Met de hulp van bemonstering door de waterschappen onderzoekt het RIVM sinds de eerste uitbraak van het coronavirus in Nederland in maart 2020 het rioolwater op virusdeeltjes. Sinds september 2020 zijn alle 313 rioolwaterzuiveringsinstallaties in Nederland hierbij betrokken en daarmee wordt het rioolwater van vrijwel alle Nederlandse huishoudens (ruim 17 miljoen mensen) onderzocht.

Circulatie van het virus

Rioolwateronderzoek is een van de manieren om de verspreiding van het coronavirus te volgen. Het Outbreak Management Team schrijft hierover: “Surveillance van rioolwater kan een stijgende incidentie in een regio signaleren, ook als er mogelijk minder getest gaat worden in de toekomst. Rioolwatersurveillance is een goede maat voor circulatie van het virus, waarmee verspreiding gemonitord kan worden.”

Lokale uitbraak signaleren

Met rioolwateronderzoek is het mogelijk de resultaten van vaccinatie te monitoren en een eventuele nieuwe, lokale uitbraak vroeg te signaleren. Ook kunnen nieuwe varianten herkend en opgespoord worden. Omdat het RIVM de rioolwatermonsters opslaat, is het mogelijk om terug te zoeken of een variant al eerder in Nederland aanwezig was. Ook is een model ontwikkeld waarmee uit de rioolcijfers de ziekenhuisopnamen voorspeld kunnen worden.

Uitbreiden rioolwateronderzoek

Juist nu steeds meer mensen worden gevaccineerd en het aantal tests gaat afnemen, blijft het belangrijk om zicht te houden op het coronavirus. Het RIVM, het ministerie van Volksgezondheid, Welzijn en Sport en de Nederlandse waterschappen zijn daarom overeengekomen om het rioolwateronderzoek voor COVID-19 de komende jaren voort te zetten en ook uit te breiden door meer monsters per rioolwaterzuivering per week te analyseren.

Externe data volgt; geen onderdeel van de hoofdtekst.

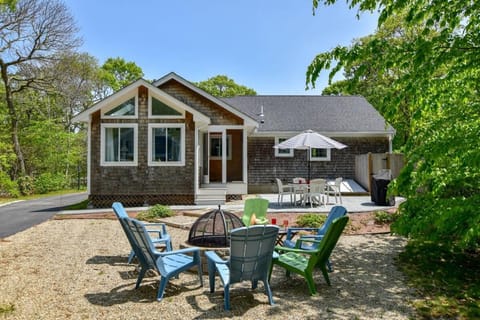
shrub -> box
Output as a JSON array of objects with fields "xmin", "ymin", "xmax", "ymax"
[
  {"xmin": 297, "ymin": 213, "xmax": 327, "ymax": 228},
  {"xmin": 137, "ymin": 204, "xmax": 175, "ymax": 221},
  {"xmin": 375, "ymin": 211, "xmax": 397, "ymax": 224},
  {"xmin": 33, "ymin": 173, "xmax": 67, "ymax": 194}
]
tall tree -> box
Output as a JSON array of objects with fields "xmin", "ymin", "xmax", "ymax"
[
  {"xmin": 307, "ymin": 0, "xmax": 480, "ymax": 248},
  {"xmin": 0, "ymin": 0, "xmax": 80, "ymax": 175},
  {"xmin": 195, "ymin": 75, "xmax": 257, "ymax": 98}
]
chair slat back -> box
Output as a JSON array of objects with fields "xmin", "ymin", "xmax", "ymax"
[
  {"xmin": 229, "ymin": 225, "xmax": 279, "ymax": 283},
  {"xmin": 308, "ymin": 216, "xmax": 348, "ymax": 269}
]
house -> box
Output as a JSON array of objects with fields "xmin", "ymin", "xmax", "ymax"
[{"xmin": 73, "ymin": 73, "xmax": 394, "ymax": 207}]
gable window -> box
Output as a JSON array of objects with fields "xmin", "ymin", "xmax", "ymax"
[
  {"xmin": 275, "ymin": 137, "xmax": 293, "ymax": 157},
  {"xmin": 149, "ymin": 97, "xmax": 183, "ymax": 119},
  {"xmin": 101, "ymin": 123, "xmax": 137, "ymax": 166},
  {"xmin": 210, "ymin": 134, "xmax": 232, "ymax": 160},
  {"xmin": 310, "ymin": 148, "xmax": 330, "ymax": 161},
  {"xmin": 103, "ymin": 97, "xmax": 137, "ymax": 118},
  {"xmin": 148, "ymin": 123, "xmax": 185, "ymax": 166}
]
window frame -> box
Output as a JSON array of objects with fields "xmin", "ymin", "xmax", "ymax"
[
  {"xmin": 148, "ymin": 93, "xmax": 185, "ymax": 119},
  {"xmin": 148, "ymin": 123, "xmax": 186, "ymax": 167},
  {"xmin": 100, "ymin": 123, "xmax": 138, "ymax": 167},
  {"xmin": 101, "ymin": 94, "xmax": 138, "ymax": 119},
  {"xmin": 309, "ymin": 148, "xmax": 331, "ymax": 161},
  {"xmin": 275, "ymin": 137, "xmax": 294, "ymax": 158}
]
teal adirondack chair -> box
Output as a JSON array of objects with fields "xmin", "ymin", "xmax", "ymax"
[
  {"xmin": 205, "ymin": 225, "xmax": 279, "ymax": 310},
  {"xmin": 122, "ymin": 217, "xmax": 203, "ymax": 301},
  {"xmin": 112, "ymin": 202, "xmax": 172, "ymax": 263},
  {"xmin": 270, "ymin": 216, "xmax": 348, "ymax": 295},
  {"xmin": 242, "ymin": 198, "xmax": 269, "ymax": 227}
]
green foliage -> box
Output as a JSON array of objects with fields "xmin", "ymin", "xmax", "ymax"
[
  {"xmin": 307, "ymin": 0, "xmax": 480, "ymax": 249},
  {"xmin": 195, "ymin": 75, "xmax": 257, "ymax": 98},
  {"xmin": 297, "ymin": 213, "xmax": 327, "ymax": 228},
  {"xmin": 137, "ymin": 204, "xmax": 175, "ymax": 222},
  {"xmin": 0, "ymin": 171, "xmax": 20, "ymax": 198},
  {"xmin": 375, "ymin": 211, "xmax": 398, "ymax": 224},
  {"xmin": 398, "ymin": 241, "xmax": 480, "ymax": 319},
  {"xmin": 33, "ymin": 172, "xmax": 67, "ymax": 194}
]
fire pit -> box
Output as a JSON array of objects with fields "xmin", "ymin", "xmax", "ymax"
[{"xmin": 187, "ymin": 205, "xmax": 244, "ymax": 248}]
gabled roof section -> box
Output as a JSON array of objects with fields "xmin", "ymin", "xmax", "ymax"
[
  {"xmin": 153, "ymin": 72, "xmax": 258, "ymax": 127},
  {"xmin": 72, "ymin": 79, "xmax": 210, "ymax": 123},
  {"xmin": 223, "ymin": 95, "xmax": 395, "ymax": 136}
]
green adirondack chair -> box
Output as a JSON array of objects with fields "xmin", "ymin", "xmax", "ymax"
[
  {"xmin": 242, "ymin": 198, "xmax": 269, "ymax": 227},
  {"xmin": 270, "ymin": 216, "xmax": 348, "ymax": 295}
]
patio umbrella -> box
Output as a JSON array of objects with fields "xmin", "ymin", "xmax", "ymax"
[{"xmin": 273, "ymin": 130, "xmax": 347, "ymax": 181}]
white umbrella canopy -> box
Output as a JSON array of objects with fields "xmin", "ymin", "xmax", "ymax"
[{"xmin": 273, "ymin": 130, "xmax": 347, "ymax": 181}]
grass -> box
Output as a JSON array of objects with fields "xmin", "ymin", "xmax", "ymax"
[
  {"xmin": 398, "ymin": 242, "xmax": 480, "ymax": 319},
  {"xmin": 0, "ymin": 189, "xmax": 85, "ymax": 204}
]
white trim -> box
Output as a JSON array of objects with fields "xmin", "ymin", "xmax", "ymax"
[
  {"xmin": 308, "ymin": 148, "xmax": 332, "ymax": 161},
  {"xmin": 275, "ymin": 137, "xmax": 293, "ymax": 158},
  {"xmin": 100, "ymin": 123, "xmax": 138, "ymax": 167},
  {"xmin": 148, "ymin": 123, "xmax": 185, "ymax": 167},
  {"xmin": 101, "ymin": 92, "xmax": 138, "ymax": 119}
]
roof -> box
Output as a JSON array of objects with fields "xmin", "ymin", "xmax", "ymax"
[{"xmin": 223, "ymin": 95, "xmax": 394, "ymax": 136}]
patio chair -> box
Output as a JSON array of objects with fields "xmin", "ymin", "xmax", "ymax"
[
  {"xmin": 205, "ymin": 225, "xmax": 279, "ymax": 310},
  {"xmin": 122, "ymin": 218, "xmax": 203, "ymax": 301},
  {"xmin": 283, "ymin": 206, "xmax": 347, "ymax": 272},
  {"xmin": 242, "ymin": 198, "xmax": 269, "ymax": 227},
  {"xmin": 326, "ymin": 178, "xmax": 343, "ymax": 203},
  {"xmin": 270, "ymin": 216, "xmax": 348, "ymax": 295},
  {"xmin": 275, "ymin": 178, "xmax": 294, "ymax": 206},
  {"xmin": 112, "ymin": 202, "xmax": 172, "ymax": 263}
]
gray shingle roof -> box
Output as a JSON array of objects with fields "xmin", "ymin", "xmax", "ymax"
[{"xmin": 223, "ymin": 95, "xmax": 393, "ymax": 134}]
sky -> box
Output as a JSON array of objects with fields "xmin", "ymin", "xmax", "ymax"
[{"xmin": 65, "ymin": 0, "xmax": 377, "ymax": 95}]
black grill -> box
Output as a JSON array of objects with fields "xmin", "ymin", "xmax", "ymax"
[{"xmin": 188, "ymin": 205, "xmax": 244, "ymax": 248}]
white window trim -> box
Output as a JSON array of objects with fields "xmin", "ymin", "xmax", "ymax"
[
  {"xmin": 208, "ymin": 133, "xmax": 232, "ymax": 160},
  {"xmin": 100, "ymin": 123, "xmax": 138, "ymax": 167},
  {"xmin": 101, "ymin": 94, "xmax": 138, "ymax": 119},
  {"xmin": 310, "ymin": 148, "xmax": 331, "ymax": 161},
  {"xmin": 148, "ymin": 123, "xmax": 185, "ymax": 167},
  {"xmin": 148, "ymin": 93, "xmax": 185, "ymax": 119},
  {"xmin": 275, "ymin": 137, "xmax": 293, "ymax": 158}
]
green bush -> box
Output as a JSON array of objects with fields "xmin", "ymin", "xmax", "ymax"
[
  {"xmin": 0, "ymin": 171, "xmax": 20, "ymax": 198},
  {"xmin": 297, "ymin": 213, "xmax": 327, "ymax": 228},
  {"xmin": 33, "ymin": 173, "xmax": 67, "ymax": 194},
  {"xmin": 137, "ymin": 204, "xmax": 175, "ymax": 221}
]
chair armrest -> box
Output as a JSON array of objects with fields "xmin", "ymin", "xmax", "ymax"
[
  {"xmin": 205, "ymin": 251, "xmax": 228, "ymax": 264},
  {"xmin": 154, "ymin": 247, "xmax": 200, "ymax": 257}
]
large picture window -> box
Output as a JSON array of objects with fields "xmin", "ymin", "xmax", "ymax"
[
  {"xmin": 101, "ymin": 124, "xmax": 137, "ymax": 165},
  {"xmin": 275, "ymin": 137, "xmax": 293, "ymax": 157},
  {"xmin": 310, "ymin": 148, "xmax": 330, "ymax": 161},
  {"xmin": 148, "ymin": 124, "xmax": 185, "ymax": 166}
]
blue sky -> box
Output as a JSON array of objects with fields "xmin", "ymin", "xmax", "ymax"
[{"xmin": 66, "ymin": 0, "xmax": 377, "ymax": 94}]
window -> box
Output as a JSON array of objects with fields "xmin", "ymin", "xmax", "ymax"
[
  {"xmin": 310, "ymin": 148, "xmax": 330, "ymax": 161},
  {"xmin": 149, "ymin": 97, "xmax": 183, "ymax": 119},
  {"xmin": 148, "ymin": 124, "xmax": 185, "ymax": 166},
  {"xmin": 101, "ymin": 123, "xmax": 137, "ymax": 166},
  {"xmin": 103, "ymin": 97, "xmax": 137, "ymax": 118},
  {"xmin": 275, "ymin": 137, "xmax": 293, "ymax": 157},
  {"xmin": 210, "ymin": 134, "xmax": 232, "ymax": 160}
]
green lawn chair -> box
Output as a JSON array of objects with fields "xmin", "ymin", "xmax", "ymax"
[
  {"xmin": 242, "ymin": 198, "xmax": 269, "ymax": 227},
  {"xmin": 270, "ymin": 216, "xmax": 348, "ymax": 295}
]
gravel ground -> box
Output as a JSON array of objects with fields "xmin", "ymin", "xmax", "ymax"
[{"xmin": 0, "ymin": 219, "xmax": 414, "ymax": 319}]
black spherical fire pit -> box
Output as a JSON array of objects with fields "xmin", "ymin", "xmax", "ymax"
[{"xmin": 187, "ymin": 205, "xmax": 245, "ymax": 248}]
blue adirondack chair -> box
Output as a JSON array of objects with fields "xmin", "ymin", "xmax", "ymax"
[
  {"xmin": 122, "ymin": 217, "xmax": 203, "ymax": 301},
  {"xmin": 270, "ymin": 216, "xmax": 348, "ymax": 295},
  {"xmin": 112, "ymin": 202, "xmax": 172, "ymax": 263},
  {"xmin": 205, "ymin": 225, "xmax": 279, "ymax": 310},
  {"xmin": 283, "ymin": 206, "xmax": 347, "ymax": 272}
]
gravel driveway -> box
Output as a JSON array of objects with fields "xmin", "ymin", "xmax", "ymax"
[{"xmin": 0, "ymin": 219, "xmax": 414, "ymax": 319}]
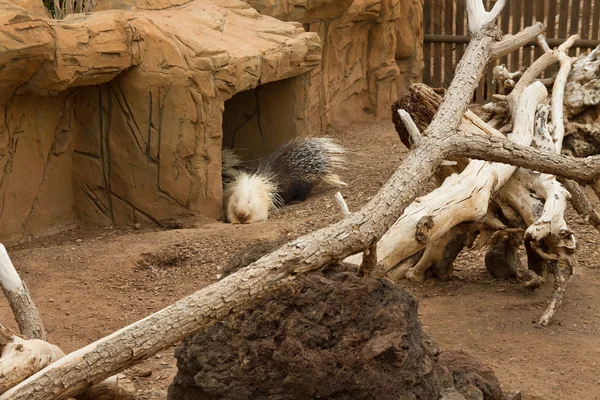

Bekijk het coronadashboard

‘Big brown data’: langjarig rioolwateronderzoek

8 april 2021

De metingen zijn een belangrijke aanvulling op de andere onderzoeken voor COVID-19 en daarom heeft minister De Jonge besloten het programma te verlengen en verder uit te breiden. Het ministerie van VWS betaalt de aanleg van de meetinfrastructuur en de dagelijkse bemonsteringen voor de komende 5 jaar.



Grote logistieke operatie

Rogier van der Sande, voorzitter van de Unie van Waterschappen: “De waterschappen en waterlaboratoria zijn blij op deze manier een bijdrage te leveren aan de bestrijding van het virus. Hiervoor is een grote logistieke operatie opgezet. De bemonsterfrequentie en het aantal bemonsteraars zijn opgehoogd en er zijn extra materialen en nieuwe bemonsteringskasten aangeschaft. Rioolwateronderzoek heeft veel potentie en wij zetten ons volop in om deze ‘big brown data’ te helpen ontsluiten.”

Dagelijkse bemonstering

Het rioolwateronderzoek is in korte tijd flink uitgebreid naar alle 314 rioolwaterzuiveringsinstallaties. Nu wordt het rioolwater van alle ruim 17 miljoen mensen in Nederland onderzocht. Op dit moment neemt 75% van de rioolwaterzuiveringsinstallaties 2 of meer monsters per week. Dat wordt zo snel mogelijk opgevoerd naar dagelijks, op alle rioolwaterzuiveringen in Nederland.

Samenwerking

Het werkbezoek van minister De Jonge vond plaats bij de rioolwaterzuivering Leiden Zuidwest en het waterlaboratorium Aquon. De waterschappen en de waterlaboratoria nemen de monsters uit het rioolwater en stellen deze beschikbaar aan het RIVM. STOWA, het kenniscentrum van de waterschappen, helpt om de benodigde gegevens goed in beeld te krijgen. Het RIVM doet de analyse van de monsters en interpretatie van de gegevens, die terug te vinden zijn op het Coronadashboard.